Anyway, Jordan Peterson's critique is apparently of a "straw memetics" that holds that ideas are 100% transmitted and 0% affected by our evolved psychology. No practitioners actually believe this. In practice, our evolved psychology has always been on the table. There are plenty of ways of incorporating innate biases into cultural evolutionary models. They can affect the selective environment of memes, or they can influence recombination or mutation operators.

However, one of the central ideas of memetics (and cultural evolution in general) is that there's more to culture than innate predispositions (i.e. Jungian archetypes). Culture is not just about variations in the environment evoking different genetic responses (as in the "jukebox" model). There's also transmitted culture, and it is big and important, just as anthropologists have long been saying.

The sterilization of females

Memes can sterilize you, or dramatically reduce your fertility. This is true especially if you are a woman. The correlation between female education and fertility is strongly negative:

This isn't just a case of memes making people richer and r/K selection adaptively kicking in. The phenomenon is powerful enough to reduce fertility to sub-replacement levels - as seen in South Korea, Japan, and many other countries.

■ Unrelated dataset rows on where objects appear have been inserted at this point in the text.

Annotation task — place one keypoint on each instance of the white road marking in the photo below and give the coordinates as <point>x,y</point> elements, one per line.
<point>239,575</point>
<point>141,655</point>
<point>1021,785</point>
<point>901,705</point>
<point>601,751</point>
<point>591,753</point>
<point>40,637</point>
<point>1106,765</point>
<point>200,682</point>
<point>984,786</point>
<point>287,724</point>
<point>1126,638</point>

In memetics, the explanation for this is fairly obvious - diverting resources away from gene reproduction fuels meme reproduction. It is thus a common interest of many memes to sterilize their hosts. Dawkins gave this as an explanation of priest infertility in 1976 and the basic idea has held up.

If you consider memes as cultural symbionts, then this phenomenon may seem familiar. Many parasites also sterilize their hosts. Many human STDs do this, for example:

It is widely accepted that bacterial infections with Neisseria gonorrheae, Treponema pallidum and Chlamydia trachomatis can lead to fertility alterations. The impact on reproduction alteration is suggested but not well understood in the case of some viral STI, such as human herpes virus (HSV), adeno-associated virus, human immune-deficiency virus (HIV), human cytomegalovirus (HCMV) and human papillomavirus (HPV).
HPV is one of the better-known ones. It gives women cervical cancer and blocks up the tubes of their reproductive system with cancer cells.

Sybiont foodstuffs such as green leafy plants also frequently attempt to sterilize those that consume them. This prevents further consumption of the plant by offspring, and attempts to consume relatives. Phytoestrogens are a common method. These bind to the estrogen receptor and so defeminize many animals.

At this point, you may have noticed a theme. The targets of these attacks on the reproductive system are frequently female. It seems easier to sterilize females than it is to sterilize males. I notice that most human contraceptives also target women. If you look into forced human sterilization, the majority of victims there are women as well.

Why is it easier to sterilize females? I don't know the answer to that, but I have some ideas. Not all species have males. The female reproductive tract is mostly shared with those that reproduce asexually. Another factor might be that if population reduction is the aim, sterilizing males would not work unless you got almost all of the males. If you sterilize one male another can easily take his place. That is not so true of females. I'm not sure that these ideas explain all of my examples, though.